There's nothing exactly wrong with this film. Detailing the trials of a middle-aged brother and sister as they come to terms with their elderly father's decline, The Savagesfeatures achingly touching performances from the reliable Laura Linney and the incandescent Philip Seymour Hoffman, writes Donald Clarke.
THE SAVAGES
Directed by Tamara Jenkins. Starring Laura Linney, Philip Seymour Hoffman, Philip Bosco, Peter Friedman, David Zayas 15A cert, Cineworld/IFI/Screen, Dublin, 113 min
***
Director Tamara Jenkins, breaking ground for the first time since 1998's Slums of Beverly Hills, imposes a damp majesty on the grim suburban locations, and the film manages an agreeably subtle blend of grim fatalism and wry humour. Few films about failure, death and emotional impotence have been quite so amusing.
For all that, the picture feels disconcertingly familiar throughout. A brief glance at the poster and a consideration of the personnel involved will lead many survivors of American independent cinema to suppose that one of the characters might be an academic and the other could very well be a writer. And so it proves.
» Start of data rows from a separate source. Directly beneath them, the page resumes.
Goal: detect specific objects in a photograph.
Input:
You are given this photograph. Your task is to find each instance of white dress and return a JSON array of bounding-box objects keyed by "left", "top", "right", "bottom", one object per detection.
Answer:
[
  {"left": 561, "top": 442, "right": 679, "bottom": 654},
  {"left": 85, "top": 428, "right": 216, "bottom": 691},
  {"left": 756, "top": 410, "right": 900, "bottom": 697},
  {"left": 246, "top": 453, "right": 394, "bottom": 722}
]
Hoffman plays a university lecturer who, following a distressing midnight phone call, is compelled to accompany his sister, an aspiring playwright, to Arizona where their father (a touching Philip Bosco) has succumbed to senile dementia. When the old man's lady friend dies, the siblings are forced to put him in a home. In between his rages and their pathetic attempts to order hopeless lives, clues emerge as to why the three Savages have, to this point, had so little to do with one another.
Tolstoy famously argued that every unhappy family was unhappy in its own way. Clearly Count Leo never sat through The Squid and the Whale, Running with Scissorsor Little Miss Sunshine. The miserable families in those pictures - each of which features at least one academic - all express their discontents through the same combinations of psychological constipation and coiled sarcasm. The Savages is a decent entry to the genre, but, one suspects, the film-makers were trying for something a little more original.
Still, if you have managed to avoid those earlier exercises in creative disharmony then Jenkins's film should suit well enough. Nominated for two Oscars (for Linney and the script), The Savageshas plenty of important things to say. It's just a shame they've been said so often before.